Before we continue, here are some shortcuts that can be useful. Note that they are only applicable when in command mode (blue frames). Most of them are also available from the menus. These shortcuts are also available from the Help menu in your notebook (there's even an option there to edit shortcuts).

  • Enter: enter Edit mode
  • Esc: enter Command mode
  • Ctrl+Enter: run the cell
  • Shift+Enter: run the cell and select the cell below
  • Alt+Enter: run the cell and insert a new cell below
  • Ctrl+s: save the notebook
  • Tab: for code completion or indentation
  • m/y: toggle between Markdown and Code cells
  • dd: delete a cell
  • a/b: insert cells above/below the current cell
  • x/c/v: cut/copy/paste cells
  • o: toggle output of the current cell

Some Markdown basics

Markdown is easy to use, you can find details on the syntax here Markdown syntax. A nice online resource to practise is Dillinger

Let's use our first cell to create a header. Change the format from Code to Markdown in the drop-down list above the cell. Double click on the cell to enter editing mode (green frame) and input "# My notebook" ("#" is used in Markdown for header 1). Run the cell with Shift-Enter. Tada!

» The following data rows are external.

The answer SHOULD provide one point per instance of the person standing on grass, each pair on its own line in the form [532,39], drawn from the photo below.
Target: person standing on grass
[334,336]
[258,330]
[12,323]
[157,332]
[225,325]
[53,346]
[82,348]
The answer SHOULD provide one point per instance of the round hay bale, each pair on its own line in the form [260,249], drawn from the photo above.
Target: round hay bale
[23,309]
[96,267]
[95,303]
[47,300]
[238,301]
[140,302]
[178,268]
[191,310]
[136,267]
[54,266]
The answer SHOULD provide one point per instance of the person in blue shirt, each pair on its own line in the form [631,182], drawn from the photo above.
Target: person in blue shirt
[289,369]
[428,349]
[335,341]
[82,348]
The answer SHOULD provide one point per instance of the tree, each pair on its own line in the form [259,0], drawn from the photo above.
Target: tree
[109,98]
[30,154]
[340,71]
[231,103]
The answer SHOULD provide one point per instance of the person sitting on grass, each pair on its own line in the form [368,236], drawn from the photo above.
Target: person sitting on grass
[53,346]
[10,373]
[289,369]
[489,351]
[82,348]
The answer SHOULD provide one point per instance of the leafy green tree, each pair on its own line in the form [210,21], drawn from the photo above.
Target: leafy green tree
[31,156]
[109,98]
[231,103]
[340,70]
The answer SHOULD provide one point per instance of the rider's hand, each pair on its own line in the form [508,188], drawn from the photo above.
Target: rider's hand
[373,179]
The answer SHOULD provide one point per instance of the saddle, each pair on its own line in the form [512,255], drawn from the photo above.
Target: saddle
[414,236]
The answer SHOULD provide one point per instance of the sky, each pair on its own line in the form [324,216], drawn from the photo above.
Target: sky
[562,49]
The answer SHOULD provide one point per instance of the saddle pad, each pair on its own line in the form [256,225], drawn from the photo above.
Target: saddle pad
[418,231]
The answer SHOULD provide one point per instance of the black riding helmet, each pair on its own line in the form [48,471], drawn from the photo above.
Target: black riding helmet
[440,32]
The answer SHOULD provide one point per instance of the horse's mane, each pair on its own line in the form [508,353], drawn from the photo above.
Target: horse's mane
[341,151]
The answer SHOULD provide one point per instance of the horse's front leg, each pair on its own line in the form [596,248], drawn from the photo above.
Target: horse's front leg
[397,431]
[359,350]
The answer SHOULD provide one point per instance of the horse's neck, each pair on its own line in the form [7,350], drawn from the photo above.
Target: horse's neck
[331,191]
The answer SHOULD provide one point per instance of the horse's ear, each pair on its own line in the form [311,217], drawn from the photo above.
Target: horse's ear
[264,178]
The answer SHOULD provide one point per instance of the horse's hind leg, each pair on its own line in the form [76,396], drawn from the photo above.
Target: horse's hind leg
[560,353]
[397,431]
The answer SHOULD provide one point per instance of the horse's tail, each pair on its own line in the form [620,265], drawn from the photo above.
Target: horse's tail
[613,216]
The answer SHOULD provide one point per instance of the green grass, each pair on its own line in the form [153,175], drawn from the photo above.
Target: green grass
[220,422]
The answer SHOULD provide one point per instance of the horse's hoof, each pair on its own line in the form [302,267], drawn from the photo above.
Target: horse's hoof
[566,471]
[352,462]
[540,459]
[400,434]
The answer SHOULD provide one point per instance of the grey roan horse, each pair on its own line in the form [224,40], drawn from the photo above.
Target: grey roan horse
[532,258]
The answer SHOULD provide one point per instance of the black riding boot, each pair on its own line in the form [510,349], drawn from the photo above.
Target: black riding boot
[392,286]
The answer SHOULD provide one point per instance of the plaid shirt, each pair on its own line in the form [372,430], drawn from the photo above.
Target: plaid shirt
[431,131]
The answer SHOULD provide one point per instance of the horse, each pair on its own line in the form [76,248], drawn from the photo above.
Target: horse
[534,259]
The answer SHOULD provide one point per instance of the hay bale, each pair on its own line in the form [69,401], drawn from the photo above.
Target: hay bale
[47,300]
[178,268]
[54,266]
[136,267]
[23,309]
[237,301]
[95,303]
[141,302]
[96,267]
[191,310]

Markdown is a simple way to structure your notebook into sections with descriptive notes, lists, links, images etc.

Below are some examples of what you can do in markdown. Paste all or parts of it into one or more cells in your notebook to see how it renders. Make sure you set the cell type to Markdown.

## Introduction
In this notebook I will try out some of the **fantastic** concepts of Jupyter Notebooks. I can even insert a link, follow [here](https://jupyter-notebook.readthedocs.io/en/stable/examples/Notebook/Working%20With%20Markdown%20Cells.html) 

### Markdown basics
Examples of text attributes are:

* *italics*
* **bold**
* `monospace`

I will need some latex here:

\begin{align}
\nabla \times \vec{\mathbf{B}} -\, \frac1c\, \frac{\partial\vec{\mathbf{E}}}{\partial t} & = \frac{4\pi}{c}\vec{\mathbf{j}} \\   \nabla \cdot \vec{\mathbf{E}} & = 4 \pi \rho \\
\nabla \times \vec{\mathbf{E}}\, +\, \frac1c\, \frac{\partial\vec{\mathbf{B}}}{\partial t} & = \vec{\mathbf{0}} \\
\nabla \cdot \vec{\mathbf{B}} & = 0
\end{align}

I will insert a very nice image here ![Moon](https://upload.wikimedia.org/wikipedia/commons/thumb/b/ba/Lunar_libration_with_phase_Oct_2007_450px.gif/120px-Lunar_libration_with_phase_Oct_2007_450px.gif)

Writing code

Now let's write some code! Since we chose a Python kernel, Python would be the native language to run in a cell. Enter this code in the second cell and run it:

x = 2
print(x**2 + 3)

Note how the output is displayed below the cell. This interactive way of working is one of the things that sets Jupyter Notebook apart from normal python scripts. Python scripts are executed top-to-bottom in one run, while you work in a Jupyter notebook in a different way. You decide when to run a cell, so you are responsible for the order cells are executed.

Warning

Executing the cells in non-linear order is very common but also dangerous because the state of the program (the value of the variables and the functions) depend on the order you executed the cells. It is highly recommended that, from time to time, you restart the Kernel using "Restart & Clear Output" or "Restart & Run All" from the Kerner menu to make sure that the execution is linear.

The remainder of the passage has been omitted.